03-20-2016, 04:03 AM
(03-20-2016, 12:10 AM)Lost Rinoah Wrote: Gasses rise through water, and rotting organic matter creates pockets of gasses. is it stupid to say the organic solvent bacteriums on world might produce different gasses, just like the frozen mosses on world would produce different gases otherwise there would be no homeostasis of the world. I'd blame mosses and microorganisms. Original ocean worlds tend to have MASSIVE amounts of such, and none or few actual "plants" beyond. if they have life on them. Otherwise the life would just die off anyways.Which brings up another bit of wilderness I'm struggling to account for: hydrogen-breathing life. Why hydrogen? Earthly life-forms breathe oxygen for one reason only: to receive electrons at the end of cellular respiration. Aside from that, free oxygen is something you do not want in your body because it bonds to everything and makes a huge mess. Cellular respiration uses hydrogen too, but we get that from sugars (which are basically carbon and hydrogen). What the heck do Avali need to breathe hydrogen for?
(03-20-2016, 12:10 AM)Lost Rinoah Wrote: Fact of the matter is, it's possibe that the avali may have started farming fungi and mosses eventually even with their tribal stature of the time. It took us long enough to figure it out anyways. What's to insult their race by saying "never" for? Fungi, mosses, and bacteriums with fruiting bodies are stated in the avali lore. The only real thing the war did, was push them forwards a LOT, including the farming step.It's hardly an insult to speculate that they never would have learned to farm on their own. The problem is not finding a way to farm: that's problem-solving, and problem-solving is something smart animals (like humans and Avali) are good at. The big stumbling-block is coming up with the idea of farming in the first place when no such thing has ever existed before and no-one has the slightest inkling that it's possible.
They WOULD have eventually learned how to farm.

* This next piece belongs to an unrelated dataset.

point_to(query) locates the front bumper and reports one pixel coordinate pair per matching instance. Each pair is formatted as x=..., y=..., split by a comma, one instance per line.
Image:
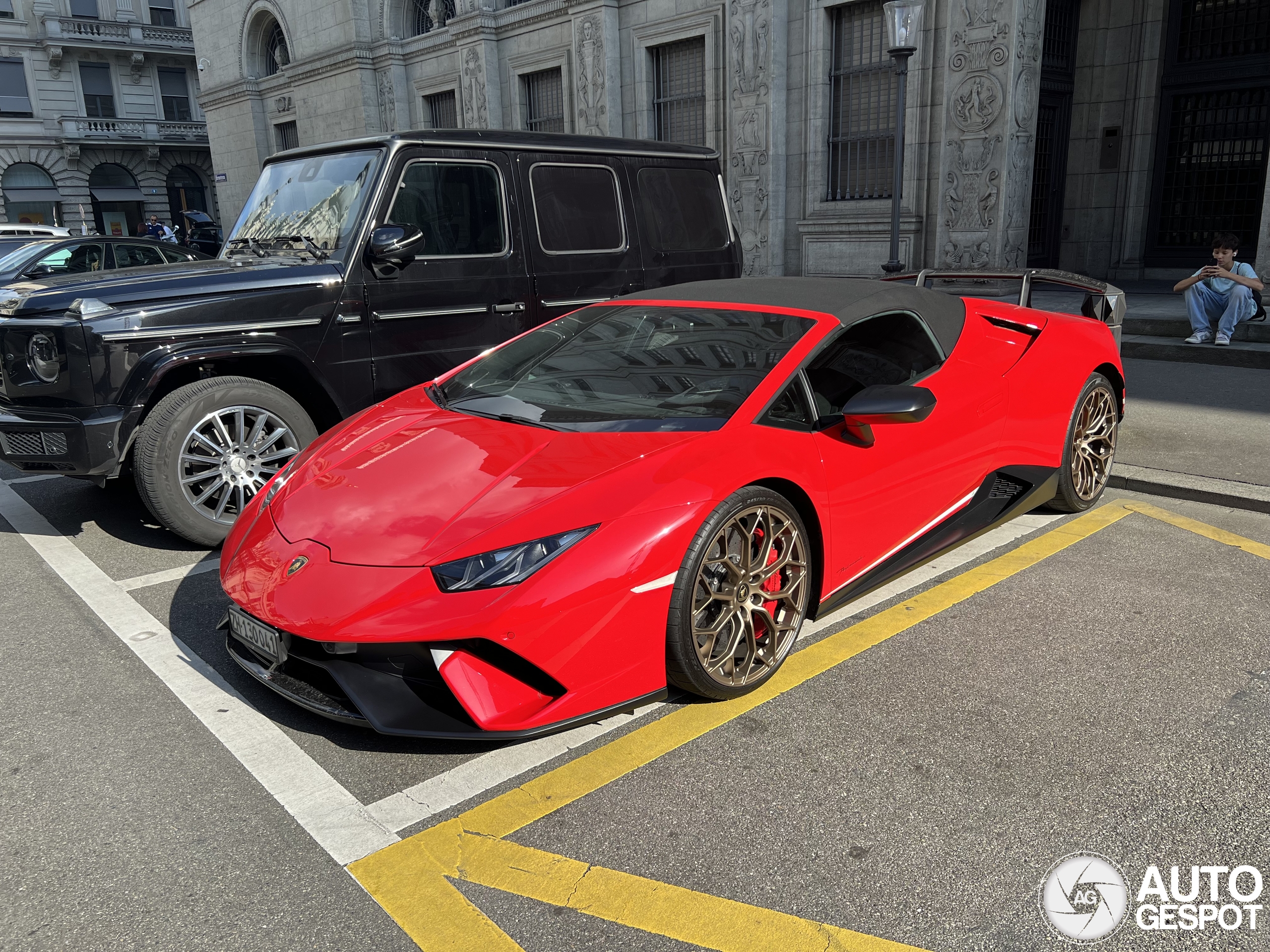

When, nobody knows. But they wouldn't have been quite where there are yet if it weren't for this.
My understanding is that we kind of stumbled into farming by accident: the occasional kernel of grain that we didn't eat wound up in our trash piles and sprouted, and eventually people started making the connection. This is a likely event for humans, and in fact agriculture arose independently multiple times in different areas. We're not the only farming species, either: beavers, leafcutter ants, and Ambrosia beetles could all be considered farming species. What holds the Avali back is that:
A) They were much more nomadic than we were (not that we weren't nomadic--we followed animal herds--but avali are much more so)
B) They were hunters, not hunter-gatherers (as far as I can tell)
Point B is an especially big problem. The whole process breaks down: they're not collecting seeds/spores/whatever to sprout in their encampments and trash piles, and they're not paying attention to edible plants.
(03-20-2016, 12:10 AM)Lost Rinoah Wrote: Also, by mistakes, I mean his mistakes, not yours, or writer's errors. And yes. Unless he was purposefully trying to screw up to the point he basically did absolutely nothing except tell you "this might happen." and nothing else. Those were mistakes.Without getting spoilery, I'll say that Mengele's motivations are more complex than they might appear.